The one thing most wine wholesalers suck at doing

Wine wholesalers are in a constant pickle. In the end it’s all about inventory control, which is directly connected to cash flow, which by definition is directly connected to sales, which can’t happen unless the ordering of product from wineries around the world happens months ahead of actually needing the wine. It’s exhausting just to think about.

The number of moving parts is quite incredible. Many wholesalers have become quite good at it, through massive investments in software infrastructure and smart people to run the software.

Which is why it puzzles me so much that there is one thing most wine wholesalers suck at doing: launching new products.

A product launch is an opportunity. A chance to make a splash, to put somebody and something in a spotlight, to open doors of conversation and actually make change in the marketplace.

99% of wholesalers do it the same way: at a Friday sales meeting they ‘kick off’ the new wines (the obvious sports analogy shows the wrong thinking: that somehow the game doesn’t start until the kickoff happens, when actually it should have started long before). The wines are new to the sales reps. They taste the wines. The sales manager might talk about profitability, the portfolio manager might talk about how great they are. The sales reps leave with samples and sell sheets. Then … that’s about it.
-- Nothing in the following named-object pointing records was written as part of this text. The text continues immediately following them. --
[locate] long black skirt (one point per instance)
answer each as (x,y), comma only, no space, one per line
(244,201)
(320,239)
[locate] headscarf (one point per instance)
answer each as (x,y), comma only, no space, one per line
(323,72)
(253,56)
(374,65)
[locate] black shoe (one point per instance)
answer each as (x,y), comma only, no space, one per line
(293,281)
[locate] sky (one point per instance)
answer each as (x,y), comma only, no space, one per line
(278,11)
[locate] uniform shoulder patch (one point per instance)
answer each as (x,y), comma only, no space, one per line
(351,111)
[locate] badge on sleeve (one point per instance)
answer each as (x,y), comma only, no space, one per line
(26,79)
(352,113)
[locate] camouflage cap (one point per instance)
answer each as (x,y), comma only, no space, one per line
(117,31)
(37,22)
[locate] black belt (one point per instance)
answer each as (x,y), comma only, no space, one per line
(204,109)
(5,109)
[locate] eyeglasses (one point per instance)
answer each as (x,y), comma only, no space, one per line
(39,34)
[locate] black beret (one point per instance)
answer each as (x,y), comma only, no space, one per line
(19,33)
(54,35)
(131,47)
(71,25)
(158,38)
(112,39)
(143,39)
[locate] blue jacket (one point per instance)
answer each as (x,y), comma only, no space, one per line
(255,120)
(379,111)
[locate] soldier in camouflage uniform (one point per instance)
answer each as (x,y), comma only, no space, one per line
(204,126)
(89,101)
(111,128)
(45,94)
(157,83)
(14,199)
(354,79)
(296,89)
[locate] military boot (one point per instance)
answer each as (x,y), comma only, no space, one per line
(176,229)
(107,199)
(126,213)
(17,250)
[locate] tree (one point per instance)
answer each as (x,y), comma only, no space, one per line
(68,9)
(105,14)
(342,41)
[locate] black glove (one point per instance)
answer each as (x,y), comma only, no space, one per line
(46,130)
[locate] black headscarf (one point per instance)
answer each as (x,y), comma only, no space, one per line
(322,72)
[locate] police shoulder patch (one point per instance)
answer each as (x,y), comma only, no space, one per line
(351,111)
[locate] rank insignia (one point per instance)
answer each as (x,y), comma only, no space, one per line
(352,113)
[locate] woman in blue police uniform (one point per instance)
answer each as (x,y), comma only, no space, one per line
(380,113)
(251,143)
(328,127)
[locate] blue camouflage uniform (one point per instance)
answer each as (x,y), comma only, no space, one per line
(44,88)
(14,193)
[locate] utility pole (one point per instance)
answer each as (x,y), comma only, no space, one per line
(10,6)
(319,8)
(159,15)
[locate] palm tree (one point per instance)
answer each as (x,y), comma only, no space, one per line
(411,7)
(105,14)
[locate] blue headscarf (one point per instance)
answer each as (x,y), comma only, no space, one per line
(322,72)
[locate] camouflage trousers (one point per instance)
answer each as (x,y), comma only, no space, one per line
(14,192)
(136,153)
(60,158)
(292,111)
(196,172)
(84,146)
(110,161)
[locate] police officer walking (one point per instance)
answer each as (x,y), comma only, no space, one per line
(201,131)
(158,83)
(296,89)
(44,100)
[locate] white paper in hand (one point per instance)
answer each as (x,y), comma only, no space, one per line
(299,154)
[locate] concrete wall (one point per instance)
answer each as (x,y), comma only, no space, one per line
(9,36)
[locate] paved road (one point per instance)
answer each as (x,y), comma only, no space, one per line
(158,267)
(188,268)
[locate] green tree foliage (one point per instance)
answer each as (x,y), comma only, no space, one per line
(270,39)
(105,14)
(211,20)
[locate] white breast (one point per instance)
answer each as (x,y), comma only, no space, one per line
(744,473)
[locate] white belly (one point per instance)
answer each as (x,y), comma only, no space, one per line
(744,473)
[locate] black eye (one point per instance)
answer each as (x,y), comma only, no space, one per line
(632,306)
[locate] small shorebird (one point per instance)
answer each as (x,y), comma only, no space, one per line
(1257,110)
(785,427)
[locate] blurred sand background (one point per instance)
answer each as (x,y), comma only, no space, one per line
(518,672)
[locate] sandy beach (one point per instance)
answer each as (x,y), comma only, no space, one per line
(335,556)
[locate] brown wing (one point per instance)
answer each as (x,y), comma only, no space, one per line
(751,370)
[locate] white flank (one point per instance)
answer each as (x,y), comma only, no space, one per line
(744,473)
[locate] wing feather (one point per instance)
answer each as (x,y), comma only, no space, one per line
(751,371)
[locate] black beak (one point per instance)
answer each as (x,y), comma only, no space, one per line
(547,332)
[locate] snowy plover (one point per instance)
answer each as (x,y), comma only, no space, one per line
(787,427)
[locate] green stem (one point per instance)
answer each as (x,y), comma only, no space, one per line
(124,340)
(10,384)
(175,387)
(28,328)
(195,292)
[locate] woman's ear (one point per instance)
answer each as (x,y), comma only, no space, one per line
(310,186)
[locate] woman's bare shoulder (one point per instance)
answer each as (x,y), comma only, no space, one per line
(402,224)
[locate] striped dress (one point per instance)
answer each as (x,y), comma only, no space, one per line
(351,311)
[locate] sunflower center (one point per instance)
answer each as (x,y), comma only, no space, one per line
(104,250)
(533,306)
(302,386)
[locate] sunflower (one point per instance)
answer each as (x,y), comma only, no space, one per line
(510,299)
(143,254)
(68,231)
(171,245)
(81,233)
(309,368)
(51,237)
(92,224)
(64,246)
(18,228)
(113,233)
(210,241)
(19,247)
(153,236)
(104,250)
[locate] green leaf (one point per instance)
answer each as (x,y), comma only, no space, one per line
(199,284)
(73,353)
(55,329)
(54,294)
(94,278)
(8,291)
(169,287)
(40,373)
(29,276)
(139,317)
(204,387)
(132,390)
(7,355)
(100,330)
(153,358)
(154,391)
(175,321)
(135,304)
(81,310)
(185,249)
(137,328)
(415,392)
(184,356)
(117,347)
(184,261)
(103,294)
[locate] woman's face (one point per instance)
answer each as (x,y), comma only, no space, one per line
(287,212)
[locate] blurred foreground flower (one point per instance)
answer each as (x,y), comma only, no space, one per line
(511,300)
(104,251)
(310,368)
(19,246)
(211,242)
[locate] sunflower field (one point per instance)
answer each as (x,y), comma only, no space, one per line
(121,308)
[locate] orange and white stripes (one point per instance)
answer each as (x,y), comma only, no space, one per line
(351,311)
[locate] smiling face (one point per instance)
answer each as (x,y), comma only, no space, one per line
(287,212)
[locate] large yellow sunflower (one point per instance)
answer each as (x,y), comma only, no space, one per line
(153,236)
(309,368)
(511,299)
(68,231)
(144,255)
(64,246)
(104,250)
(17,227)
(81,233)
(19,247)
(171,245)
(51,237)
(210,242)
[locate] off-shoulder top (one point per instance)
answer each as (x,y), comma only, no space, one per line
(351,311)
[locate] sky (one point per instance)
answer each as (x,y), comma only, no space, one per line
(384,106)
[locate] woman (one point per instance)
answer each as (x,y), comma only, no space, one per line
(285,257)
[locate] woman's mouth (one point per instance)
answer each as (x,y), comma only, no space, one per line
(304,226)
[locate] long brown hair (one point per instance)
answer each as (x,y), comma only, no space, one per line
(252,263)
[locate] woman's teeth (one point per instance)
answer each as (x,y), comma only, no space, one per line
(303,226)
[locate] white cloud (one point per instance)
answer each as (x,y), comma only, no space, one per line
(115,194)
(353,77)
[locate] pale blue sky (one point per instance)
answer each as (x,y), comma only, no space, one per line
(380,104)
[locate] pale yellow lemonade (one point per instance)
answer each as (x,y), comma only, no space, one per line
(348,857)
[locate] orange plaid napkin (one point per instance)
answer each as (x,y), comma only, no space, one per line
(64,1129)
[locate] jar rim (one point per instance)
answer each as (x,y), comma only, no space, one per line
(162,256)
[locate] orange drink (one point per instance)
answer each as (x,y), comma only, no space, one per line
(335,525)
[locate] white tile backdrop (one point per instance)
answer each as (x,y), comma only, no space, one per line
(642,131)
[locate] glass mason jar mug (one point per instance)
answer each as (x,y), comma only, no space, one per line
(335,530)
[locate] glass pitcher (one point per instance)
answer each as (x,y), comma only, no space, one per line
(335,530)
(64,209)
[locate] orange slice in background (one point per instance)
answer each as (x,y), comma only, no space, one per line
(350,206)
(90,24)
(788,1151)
Taking a cue from outside of the wine industry, there are so many ways to do it better. We won’t get into a laundry list of ideas here (that’s for a future post and publication), but there are two key parts to amplify the successful launch of a new wine or brand:

  1. Tell your retail and restaurant partners that it’s coming, not that it’s here. Name a date weeks or even a month in the future. Discuss why you’re bringing it into the market, talk about opportunity. Give the accounts a few weeks to wiggle more open room on the shelves, or to delay the reprinting of the wine list until they get to try this magical juice you’re talking about. This also gives you time to contact the local restaurant critics or food and wine bloggers about the new arrival coming soon.
  2. Once it arrives, give your retail and restaurant partners ample opportunity to try the new wines. Do at least five ‘launch lunches’ where buyers are invited to grab the first-come-first-served seats. Don’t just give free sample bottles to the sales reps … give free cases along with a checklist of all of their accounts to track who they have shown it to or not shown it to. Make sure it’s tracked that all active accounts have been presented the new wines. Make sure it’s done in the first two weeks.

Sadly, most wholesalers fall flat on one or both parts. They may think they are doing these things, but often they are not.

Start reflecting on how you’ve kicked off new wines this year. Then fix it for the future by learning how to launch new wines instead. Kicking off and launching are two very different things.